Mounted proudly on the city's tidy downtown square
is an official, dark brown
Wisconsin historical marker declaring Two Rivers the
birthplace of the sundae. Granted, the sign wasn't
erected until 1973. And in 1979, in what can kindly
be called a tourism faux pas, the city tore down the
historic building that once held Berner's ice cream
parlor.
What marks that site now?
"A parking lot," moans Walter Vogl of the Two Rivers
Historical Society. "We probably could've done a
better job of marketing."
In the early 1990s, the historical society
re-created Berner's ice cream shop in the old
Washington House hotel, and Two Rivers again
embraced its creamy legacy.
But despite the city's sign, an array of historic
photos and a rich oral history,
Ithaca
has something Two Rivers does not--a document. Well,
actually, it's a newspaper ad for Platt's soda
fountain from an 1892 edition of the Ithaca Daily
Journal.
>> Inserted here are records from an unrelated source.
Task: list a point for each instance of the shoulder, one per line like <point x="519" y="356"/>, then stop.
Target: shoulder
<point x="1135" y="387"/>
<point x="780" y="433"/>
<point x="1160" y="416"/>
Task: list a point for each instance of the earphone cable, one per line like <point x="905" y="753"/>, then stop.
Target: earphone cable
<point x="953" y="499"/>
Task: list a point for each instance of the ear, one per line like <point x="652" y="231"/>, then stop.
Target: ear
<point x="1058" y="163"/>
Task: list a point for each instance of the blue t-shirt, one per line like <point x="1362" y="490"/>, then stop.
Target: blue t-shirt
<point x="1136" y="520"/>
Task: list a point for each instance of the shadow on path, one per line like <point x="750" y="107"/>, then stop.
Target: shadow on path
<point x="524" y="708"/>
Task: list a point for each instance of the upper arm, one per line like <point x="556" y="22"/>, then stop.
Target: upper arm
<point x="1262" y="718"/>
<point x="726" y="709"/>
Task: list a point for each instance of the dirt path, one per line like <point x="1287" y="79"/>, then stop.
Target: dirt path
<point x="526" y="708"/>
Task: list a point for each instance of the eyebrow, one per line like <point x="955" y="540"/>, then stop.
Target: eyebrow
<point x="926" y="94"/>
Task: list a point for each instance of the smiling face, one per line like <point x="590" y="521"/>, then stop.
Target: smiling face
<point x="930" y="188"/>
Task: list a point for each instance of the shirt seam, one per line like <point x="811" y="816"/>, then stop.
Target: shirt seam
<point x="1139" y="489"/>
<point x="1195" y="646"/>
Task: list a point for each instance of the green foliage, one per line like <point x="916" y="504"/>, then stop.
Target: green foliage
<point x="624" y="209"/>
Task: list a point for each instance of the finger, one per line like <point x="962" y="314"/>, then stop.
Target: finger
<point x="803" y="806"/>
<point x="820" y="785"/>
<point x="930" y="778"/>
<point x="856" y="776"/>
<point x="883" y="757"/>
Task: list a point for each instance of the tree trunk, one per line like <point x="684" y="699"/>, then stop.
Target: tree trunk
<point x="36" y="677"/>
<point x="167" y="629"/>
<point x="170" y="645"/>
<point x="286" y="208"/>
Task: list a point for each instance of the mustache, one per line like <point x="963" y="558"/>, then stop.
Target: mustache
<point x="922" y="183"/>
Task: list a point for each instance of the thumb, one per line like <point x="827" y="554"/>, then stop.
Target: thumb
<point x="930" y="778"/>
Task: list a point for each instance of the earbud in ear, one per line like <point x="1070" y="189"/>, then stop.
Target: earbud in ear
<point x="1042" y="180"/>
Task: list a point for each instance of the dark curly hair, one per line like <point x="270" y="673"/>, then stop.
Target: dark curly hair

It reads: "Cherry Sunday."
For ice cream experts, that's the trump card.
"The argument over who invented the sundae is a
foregone conclusion," said Michael Turback, author
of "More Than a Month of Sundaes." "Ithaca
has the documentation; they have the story that
makes the most sense."
This seems definitive, at least until Turback admits
where he lives: Ithaca.
The people of Two Rivers smell bias.
Enter Shannon Jackson Arnold, Wisconsin-based author
of "Everybody Loves Ice Cream" and currently a "churnologist"
for Breyers. She agrees
Ithaca
has the strongest evidentiary case. But ...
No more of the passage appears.